Dark stores are highly automated supermarkets - not accessible by customers - dedicated to service online grocery shopping, and are commonplace in Britain and the United States where the uptake in online shopping is far greater than in New Zealand.
Woolworths already operates two dark stores in Sydney and one in Melbourne to serve online orders.
The company's 8800sq m facility in Auckland that opened two weeks ago has the ability to process 7500 orders each week.
"Automation will absolutely play an increasing role in retail going forward."
Copland said the group was trialling a range of technologies as demand in online shopping and convenience continued to grow. Technology would enable the retailer to meet changing consumer demands, she said.

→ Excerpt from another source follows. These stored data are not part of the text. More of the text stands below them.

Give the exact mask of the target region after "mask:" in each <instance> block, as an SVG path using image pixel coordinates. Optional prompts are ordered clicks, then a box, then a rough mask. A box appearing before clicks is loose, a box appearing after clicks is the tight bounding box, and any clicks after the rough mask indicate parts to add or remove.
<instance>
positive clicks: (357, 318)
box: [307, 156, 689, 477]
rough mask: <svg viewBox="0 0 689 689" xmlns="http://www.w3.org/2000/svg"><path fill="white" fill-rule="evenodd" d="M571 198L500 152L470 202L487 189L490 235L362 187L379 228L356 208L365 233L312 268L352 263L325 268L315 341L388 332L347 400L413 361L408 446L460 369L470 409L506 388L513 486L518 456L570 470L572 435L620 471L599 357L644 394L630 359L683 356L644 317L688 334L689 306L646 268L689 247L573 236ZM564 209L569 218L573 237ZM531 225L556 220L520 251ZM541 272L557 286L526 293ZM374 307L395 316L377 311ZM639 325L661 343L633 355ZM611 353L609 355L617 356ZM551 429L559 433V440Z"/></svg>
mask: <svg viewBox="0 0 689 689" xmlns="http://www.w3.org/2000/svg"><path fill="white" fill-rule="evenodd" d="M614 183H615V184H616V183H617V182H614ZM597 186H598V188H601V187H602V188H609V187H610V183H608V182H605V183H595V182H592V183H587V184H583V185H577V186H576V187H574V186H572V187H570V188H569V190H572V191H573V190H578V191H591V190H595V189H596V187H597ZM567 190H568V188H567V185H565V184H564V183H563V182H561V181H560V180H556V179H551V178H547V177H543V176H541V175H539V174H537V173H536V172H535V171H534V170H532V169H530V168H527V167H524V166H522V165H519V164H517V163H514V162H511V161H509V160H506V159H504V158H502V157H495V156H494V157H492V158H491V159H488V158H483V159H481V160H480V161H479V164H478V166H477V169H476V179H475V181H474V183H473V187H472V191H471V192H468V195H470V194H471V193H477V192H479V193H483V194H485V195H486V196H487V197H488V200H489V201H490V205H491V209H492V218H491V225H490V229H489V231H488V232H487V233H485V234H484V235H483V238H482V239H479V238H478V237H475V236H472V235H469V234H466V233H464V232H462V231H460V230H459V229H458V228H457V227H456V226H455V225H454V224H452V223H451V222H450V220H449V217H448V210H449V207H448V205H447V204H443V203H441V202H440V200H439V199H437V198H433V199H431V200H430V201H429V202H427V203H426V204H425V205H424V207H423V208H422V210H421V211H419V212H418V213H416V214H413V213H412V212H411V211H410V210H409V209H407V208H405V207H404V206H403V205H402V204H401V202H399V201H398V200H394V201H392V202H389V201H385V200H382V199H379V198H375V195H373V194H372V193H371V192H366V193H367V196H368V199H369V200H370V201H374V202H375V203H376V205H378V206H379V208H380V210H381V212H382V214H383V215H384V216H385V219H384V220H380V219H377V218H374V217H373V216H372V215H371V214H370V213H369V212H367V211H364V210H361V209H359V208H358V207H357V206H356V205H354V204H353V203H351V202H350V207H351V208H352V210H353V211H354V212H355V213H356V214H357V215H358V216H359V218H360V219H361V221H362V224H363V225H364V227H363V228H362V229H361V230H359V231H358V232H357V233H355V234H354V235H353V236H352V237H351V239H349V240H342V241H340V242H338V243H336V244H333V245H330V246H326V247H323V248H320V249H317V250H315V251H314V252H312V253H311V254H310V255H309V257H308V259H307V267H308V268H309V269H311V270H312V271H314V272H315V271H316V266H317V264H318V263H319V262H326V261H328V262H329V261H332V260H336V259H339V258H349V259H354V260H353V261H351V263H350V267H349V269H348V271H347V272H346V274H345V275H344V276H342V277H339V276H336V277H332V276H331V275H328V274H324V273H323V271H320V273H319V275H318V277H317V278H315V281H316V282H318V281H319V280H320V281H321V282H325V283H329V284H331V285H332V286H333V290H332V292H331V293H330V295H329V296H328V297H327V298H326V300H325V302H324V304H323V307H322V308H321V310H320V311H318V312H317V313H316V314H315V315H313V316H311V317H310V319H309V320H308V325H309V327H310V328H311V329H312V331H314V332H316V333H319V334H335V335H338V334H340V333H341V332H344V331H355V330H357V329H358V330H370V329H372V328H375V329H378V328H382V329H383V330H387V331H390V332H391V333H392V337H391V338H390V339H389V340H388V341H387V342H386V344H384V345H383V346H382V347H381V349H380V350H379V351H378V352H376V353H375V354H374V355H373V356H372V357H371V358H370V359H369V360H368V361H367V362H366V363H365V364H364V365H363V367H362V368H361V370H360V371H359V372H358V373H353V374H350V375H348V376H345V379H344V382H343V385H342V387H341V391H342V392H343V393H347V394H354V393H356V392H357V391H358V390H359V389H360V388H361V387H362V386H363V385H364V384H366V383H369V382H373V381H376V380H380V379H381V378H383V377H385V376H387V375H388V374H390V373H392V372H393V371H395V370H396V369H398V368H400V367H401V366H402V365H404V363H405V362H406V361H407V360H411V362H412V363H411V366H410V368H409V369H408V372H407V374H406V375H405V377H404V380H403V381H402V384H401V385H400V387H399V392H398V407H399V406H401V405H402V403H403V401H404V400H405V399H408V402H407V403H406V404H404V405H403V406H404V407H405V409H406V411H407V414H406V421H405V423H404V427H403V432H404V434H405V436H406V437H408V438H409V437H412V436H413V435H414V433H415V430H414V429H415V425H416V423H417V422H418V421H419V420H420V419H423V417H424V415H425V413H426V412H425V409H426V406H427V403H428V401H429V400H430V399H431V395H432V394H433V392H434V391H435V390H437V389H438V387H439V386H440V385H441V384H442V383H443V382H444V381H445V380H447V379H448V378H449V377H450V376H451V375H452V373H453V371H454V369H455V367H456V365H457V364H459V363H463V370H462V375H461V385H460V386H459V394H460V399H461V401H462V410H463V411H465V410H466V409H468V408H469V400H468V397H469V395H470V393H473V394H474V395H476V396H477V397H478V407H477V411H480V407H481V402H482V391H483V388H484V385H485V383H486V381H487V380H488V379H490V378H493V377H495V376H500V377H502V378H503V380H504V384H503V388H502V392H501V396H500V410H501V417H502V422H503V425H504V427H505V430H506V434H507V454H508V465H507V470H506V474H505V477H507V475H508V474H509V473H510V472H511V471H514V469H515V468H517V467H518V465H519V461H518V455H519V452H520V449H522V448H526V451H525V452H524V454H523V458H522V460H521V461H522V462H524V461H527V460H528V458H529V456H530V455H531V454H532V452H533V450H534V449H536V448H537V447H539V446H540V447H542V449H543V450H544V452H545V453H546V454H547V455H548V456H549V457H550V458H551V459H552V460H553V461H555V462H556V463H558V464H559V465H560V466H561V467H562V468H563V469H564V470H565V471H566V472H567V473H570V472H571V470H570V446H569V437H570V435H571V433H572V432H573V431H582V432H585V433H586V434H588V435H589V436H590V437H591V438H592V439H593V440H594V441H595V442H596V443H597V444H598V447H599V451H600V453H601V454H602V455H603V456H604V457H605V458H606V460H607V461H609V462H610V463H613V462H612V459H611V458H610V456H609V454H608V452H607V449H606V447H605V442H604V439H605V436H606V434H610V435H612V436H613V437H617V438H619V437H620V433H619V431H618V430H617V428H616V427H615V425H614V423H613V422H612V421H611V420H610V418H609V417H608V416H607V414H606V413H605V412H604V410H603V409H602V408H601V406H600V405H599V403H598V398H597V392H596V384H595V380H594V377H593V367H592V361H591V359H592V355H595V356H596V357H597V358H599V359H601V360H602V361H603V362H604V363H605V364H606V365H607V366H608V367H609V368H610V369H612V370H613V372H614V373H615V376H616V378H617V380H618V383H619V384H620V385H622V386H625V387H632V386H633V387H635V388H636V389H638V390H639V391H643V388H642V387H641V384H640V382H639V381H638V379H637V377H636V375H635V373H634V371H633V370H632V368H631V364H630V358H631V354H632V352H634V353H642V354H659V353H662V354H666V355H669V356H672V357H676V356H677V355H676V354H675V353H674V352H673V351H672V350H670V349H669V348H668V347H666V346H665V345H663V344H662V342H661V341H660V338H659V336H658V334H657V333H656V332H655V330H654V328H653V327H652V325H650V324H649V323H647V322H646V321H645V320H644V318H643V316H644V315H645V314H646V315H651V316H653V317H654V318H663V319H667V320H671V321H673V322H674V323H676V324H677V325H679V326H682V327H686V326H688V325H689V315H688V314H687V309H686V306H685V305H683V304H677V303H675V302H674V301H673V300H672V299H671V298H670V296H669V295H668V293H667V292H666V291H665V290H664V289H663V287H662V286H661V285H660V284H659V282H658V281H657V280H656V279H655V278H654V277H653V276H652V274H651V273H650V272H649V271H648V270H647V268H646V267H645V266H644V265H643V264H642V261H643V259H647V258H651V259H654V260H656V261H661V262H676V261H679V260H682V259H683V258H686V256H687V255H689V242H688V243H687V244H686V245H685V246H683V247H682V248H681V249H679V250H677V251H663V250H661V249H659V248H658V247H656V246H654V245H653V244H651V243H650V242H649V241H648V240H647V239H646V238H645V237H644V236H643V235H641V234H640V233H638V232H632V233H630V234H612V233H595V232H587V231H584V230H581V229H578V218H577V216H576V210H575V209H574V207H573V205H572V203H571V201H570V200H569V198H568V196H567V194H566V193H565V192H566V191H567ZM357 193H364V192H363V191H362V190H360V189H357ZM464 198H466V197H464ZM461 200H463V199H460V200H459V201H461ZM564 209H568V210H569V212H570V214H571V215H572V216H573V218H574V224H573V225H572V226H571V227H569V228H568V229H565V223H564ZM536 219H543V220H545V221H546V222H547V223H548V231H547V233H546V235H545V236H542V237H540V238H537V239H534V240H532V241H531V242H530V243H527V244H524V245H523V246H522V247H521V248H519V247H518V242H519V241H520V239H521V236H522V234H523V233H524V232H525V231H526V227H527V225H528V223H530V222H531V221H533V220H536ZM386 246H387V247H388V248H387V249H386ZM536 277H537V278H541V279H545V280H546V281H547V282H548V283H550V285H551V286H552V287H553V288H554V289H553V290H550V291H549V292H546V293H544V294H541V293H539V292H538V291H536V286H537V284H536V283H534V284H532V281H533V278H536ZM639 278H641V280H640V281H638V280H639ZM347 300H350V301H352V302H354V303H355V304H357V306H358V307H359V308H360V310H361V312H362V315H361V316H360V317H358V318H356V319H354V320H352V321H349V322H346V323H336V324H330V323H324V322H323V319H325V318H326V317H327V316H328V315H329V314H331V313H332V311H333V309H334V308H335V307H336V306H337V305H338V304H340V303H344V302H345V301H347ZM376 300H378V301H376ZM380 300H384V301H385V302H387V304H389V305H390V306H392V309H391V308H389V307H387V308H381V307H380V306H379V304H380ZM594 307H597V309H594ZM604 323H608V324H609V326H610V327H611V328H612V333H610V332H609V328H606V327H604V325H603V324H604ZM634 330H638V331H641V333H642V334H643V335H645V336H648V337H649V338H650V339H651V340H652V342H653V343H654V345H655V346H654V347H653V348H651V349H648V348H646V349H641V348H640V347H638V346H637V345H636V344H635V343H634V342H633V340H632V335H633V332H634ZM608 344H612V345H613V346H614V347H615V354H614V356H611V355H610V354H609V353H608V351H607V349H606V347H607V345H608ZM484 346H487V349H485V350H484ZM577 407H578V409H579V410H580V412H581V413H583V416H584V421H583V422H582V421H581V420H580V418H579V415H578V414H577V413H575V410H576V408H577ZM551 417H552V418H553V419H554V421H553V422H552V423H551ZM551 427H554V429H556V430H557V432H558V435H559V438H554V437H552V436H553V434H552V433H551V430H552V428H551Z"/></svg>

"We've been an online shopping retailer for more than 20 years and in that time we've already seen an enormous demand for our service. Before Covid-19 and before lockdown when people couldn't leave home and our delivery service became really important, we were already growing at 38 per cent year on year.
"It's a convenient solution and that's where technology can make that nice and simple. It's about responding to what our customers are going to be demanding of us."
The financial cost of the Kai robot and the vending-machine-like fulfilment unit is currently unknown but Copland said the New Zealand arm of Woolworths would be increasing its investment into smart technologies.
Online sales account for 6.5 per cent of Woolworths total sales in New Zealand.